What do you mean by small scale? I think requests per second. Our Go-backed API has handled 90k rps without batting an eye. Or do you mean small scale as in team size? It is my understanding that Go was specifically designed to work for large organizations (cough Google cough).
Or do you mean single page JavaScript web sites? At which point Go would be the backing API? I don't see what qualifies Go for "small scale" vs "large scale."
Not akditer, but I think the key words are "self sufficient," i.e., the Go standard library provides a great deal of core functionality out of the box.
A larger project is more likely to require features provided by third-party packages.
A small scale means you won't use redis for in memory data storage. You will not need C++ to write heavy string processing and hash table lookup. Golang also doesn't scale well if you have some heavy processing involving trees(http://benchmarksgame.alioth.debian.org/u64q/binarytrees.htm...).
FWIW that benchmark is not reliable . Developers have submitted go programs that do far better, but they get rejected because they use custom memory allocators. This is despite the fact that C++ does precisely this with an arena allocator.
Go was not designed for the small scale, but the large:
- it has a sensible module system that makes compilation fast
- it's a simple language that encourages boring code - your coworkers will probably write code that works and that you can maintain
- Multithreading is a first class concept. Programs you build locally using typical patterns scale when you run them on massive multi-core servers
- the language is memory safe by default
C++ projects require experts to build, scale and maintain. Go is designed to give that capability to journeyman developers.

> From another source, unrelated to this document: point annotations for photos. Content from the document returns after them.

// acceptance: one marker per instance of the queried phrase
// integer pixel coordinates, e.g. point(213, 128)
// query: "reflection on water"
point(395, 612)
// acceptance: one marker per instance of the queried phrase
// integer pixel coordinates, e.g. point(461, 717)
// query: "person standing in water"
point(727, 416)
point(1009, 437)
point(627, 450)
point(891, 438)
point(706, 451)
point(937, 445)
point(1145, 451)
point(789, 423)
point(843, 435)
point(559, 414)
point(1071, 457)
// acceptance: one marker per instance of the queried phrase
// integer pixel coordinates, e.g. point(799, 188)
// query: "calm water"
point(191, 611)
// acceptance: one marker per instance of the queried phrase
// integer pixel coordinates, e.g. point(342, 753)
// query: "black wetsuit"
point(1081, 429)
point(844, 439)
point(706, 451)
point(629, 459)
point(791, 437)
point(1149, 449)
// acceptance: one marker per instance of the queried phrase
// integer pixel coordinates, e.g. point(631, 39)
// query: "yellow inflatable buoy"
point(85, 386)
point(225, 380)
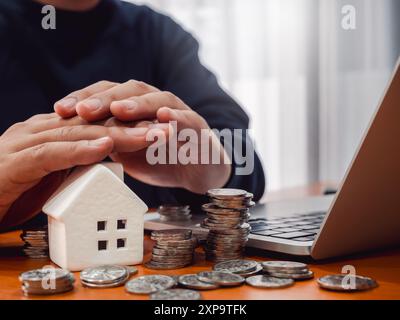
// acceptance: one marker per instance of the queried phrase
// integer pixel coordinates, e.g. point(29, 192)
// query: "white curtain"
point(309, 86)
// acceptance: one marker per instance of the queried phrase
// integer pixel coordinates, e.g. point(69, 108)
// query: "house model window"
point(101, 225)
point(102, 245)
point(121, 224)
point(121, 243)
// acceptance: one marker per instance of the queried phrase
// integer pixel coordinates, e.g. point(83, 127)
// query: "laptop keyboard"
point(302, 227)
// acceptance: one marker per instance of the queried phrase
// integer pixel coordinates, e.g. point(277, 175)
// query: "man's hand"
point(138, 101)
point(35, 154)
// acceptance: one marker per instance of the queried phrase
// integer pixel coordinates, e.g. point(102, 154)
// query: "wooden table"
point(383, 266)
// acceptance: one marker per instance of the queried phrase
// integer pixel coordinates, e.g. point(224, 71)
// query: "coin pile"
point(150, 284)
point(36, 243)
point(174, 249)
point(46, 281)
point(340, 282)
point(287, 270)
point(174, 213)
point(176, 294)
point(107, 276)
point(220, 278)
point(227, 222)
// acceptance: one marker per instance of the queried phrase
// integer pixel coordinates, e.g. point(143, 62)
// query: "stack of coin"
point(107, 276)
point(174, 213)
point(174, 249)
point(46, 281)
point(244, 268)
point(287, 270)
point(227, 217)
point(36, 243)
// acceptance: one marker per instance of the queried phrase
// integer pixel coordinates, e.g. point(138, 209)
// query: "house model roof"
point(86, 185)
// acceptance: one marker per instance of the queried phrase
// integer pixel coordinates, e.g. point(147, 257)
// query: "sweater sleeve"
point(179, 70)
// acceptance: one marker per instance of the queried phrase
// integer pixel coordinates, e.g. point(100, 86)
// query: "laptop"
point(363, 215)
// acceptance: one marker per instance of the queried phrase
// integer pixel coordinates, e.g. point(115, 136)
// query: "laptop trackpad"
point(291, 207)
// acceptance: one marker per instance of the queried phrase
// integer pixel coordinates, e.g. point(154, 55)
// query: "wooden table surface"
point(383, 266)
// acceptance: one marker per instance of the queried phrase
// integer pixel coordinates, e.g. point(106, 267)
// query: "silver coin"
point(158, 266)
point(149, 284)
point(252, 273)
point(295, 276)
point(113, 284)
point(342, 282)
point(103, 274)
point(236, 266)
point(175, 233)
point(224, 279)
point(226, 193)
point(192, 282)
point(173, 207)
point(176, 294)
point(277, 266)
point(132, 270)
point(40, 274)
point(263, 281)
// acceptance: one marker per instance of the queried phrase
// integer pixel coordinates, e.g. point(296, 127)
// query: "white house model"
point(95, 219)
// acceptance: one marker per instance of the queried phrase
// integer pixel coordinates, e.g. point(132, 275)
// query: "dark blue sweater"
point(115, 41)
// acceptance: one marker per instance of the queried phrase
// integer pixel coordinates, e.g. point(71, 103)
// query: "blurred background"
point(309, 85)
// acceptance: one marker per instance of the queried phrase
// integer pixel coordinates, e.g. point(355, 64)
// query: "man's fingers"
point(184, 118)
point(145, 106)
point(37, 162)
point(125, 139)
point(97, 106)
point(66, 107)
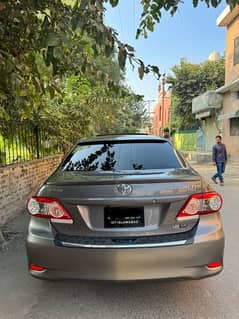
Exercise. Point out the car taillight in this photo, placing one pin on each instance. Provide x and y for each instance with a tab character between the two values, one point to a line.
48	207
200	204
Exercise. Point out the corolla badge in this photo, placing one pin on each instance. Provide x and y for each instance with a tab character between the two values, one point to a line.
124	189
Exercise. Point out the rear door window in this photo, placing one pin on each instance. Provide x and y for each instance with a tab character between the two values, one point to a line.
123	155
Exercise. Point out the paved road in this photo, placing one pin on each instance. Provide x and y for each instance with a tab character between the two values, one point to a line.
24	297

Yes C++ is generally going to be faster, but rarely do people talk about why that is. It usually comes down to: a smarter compiler, unsafe operations, or clever optimization. The first is legitimate, but rarely that significant. The second is a penalty that's usually worth keeping (you want bounds checking on arrays), and the third misses the point.
Sure the expert c++ developer could write faster code, but is that who you have? Are you going to take the time to do all that optimization work?
> Developers have submitted go programs that do far better, but they get rejected because they use custom memory allocators. This is despite the fact that C++ does precisely this with an arena allocator.
No, apr_pools.h was not custom written to make some programming language look better on a toy benchmark!
Or do you mean single page JavaScript web sites? At which point Go would be the backing API? I don't see what qualifies Go for "small scale" vs "large scale."
Thanks for any clarification. Cheers!